Еще в течение двух месяцев Насадный устранял недоделки и производил перерасчеты, и вот наконец с готовым проектом, выполненным в единственном экземпляре, в середине апреля восемьдесят шестого года академик вылетел в Москву. На Таймыре еще стояла глухая метельная зима, хотя на небосклоне к полудню появлялось солнце, и когда разбегались тучи, край белого безмолвия сверкал и переливался, вышибая слезы из глаз.

Можно было заказать спецрейс – бывало, что возили даже на военных самолетах с дозаправкой в воздухе, но Насадный спешил, поскольку получил от дочери телеграмму; она выходила замуж за канадца, с которым познакомилась, когда Святослав Людвигович несколько месяцев работал в Северной Америке по приглашению их Академии наук: большая часть метеоритных кратеров на земле была найдена в Канаде. Он рассчитывал выкроить хотя бы три свободных дня, но как всегда по закону подлости на Сибирь надвинулся мощный циклон и в Латанге тормознули рейс чуть ли не на сутки.
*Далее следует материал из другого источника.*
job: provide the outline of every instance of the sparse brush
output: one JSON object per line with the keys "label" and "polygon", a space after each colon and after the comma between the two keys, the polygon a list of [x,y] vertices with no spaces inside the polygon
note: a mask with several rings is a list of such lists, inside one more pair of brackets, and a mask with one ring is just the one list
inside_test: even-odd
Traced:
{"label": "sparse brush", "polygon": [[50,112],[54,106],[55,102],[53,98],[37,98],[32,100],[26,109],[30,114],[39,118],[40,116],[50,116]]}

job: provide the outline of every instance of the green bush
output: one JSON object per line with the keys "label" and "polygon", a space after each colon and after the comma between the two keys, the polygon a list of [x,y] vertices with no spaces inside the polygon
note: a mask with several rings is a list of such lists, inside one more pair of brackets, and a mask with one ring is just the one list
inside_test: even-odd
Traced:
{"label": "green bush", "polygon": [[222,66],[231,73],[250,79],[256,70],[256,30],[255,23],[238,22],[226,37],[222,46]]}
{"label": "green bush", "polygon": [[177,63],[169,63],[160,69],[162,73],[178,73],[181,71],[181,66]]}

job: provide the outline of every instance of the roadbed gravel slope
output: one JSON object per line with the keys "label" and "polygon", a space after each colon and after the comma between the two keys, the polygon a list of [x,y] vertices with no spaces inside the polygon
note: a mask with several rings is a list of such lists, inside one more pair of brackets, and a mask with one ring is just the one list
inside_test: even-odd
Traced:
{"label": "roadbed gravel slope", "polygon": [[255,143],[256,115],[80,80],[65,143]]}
Тогда еще было безопасно передвигаться по стране с большими деньгами, с алмазами, со сверхсекретными документами без всякой охраны, и потому академик спокойно коротал время в аэропорту, отдыхая в кресле зала ожидания. Тараканы так и не выводились, и песню «Надежда» теперь включали всякий раз, как только закрывался аэродром по метеоусловиям; все это отдавало уже ностальгическими воспоминаниями. Неожиданно он поймал на себе взгляд необыкновенно красивой молодой женщины в оленьей дошке и мохнатой волчьей шапке. Она будто позвала его глазами, и горячая, полузабытая волна чувств вдруг окатила голову и сердце. Академик едва сдержался, чтобы тотчас же не вскочить и не подойти к ней.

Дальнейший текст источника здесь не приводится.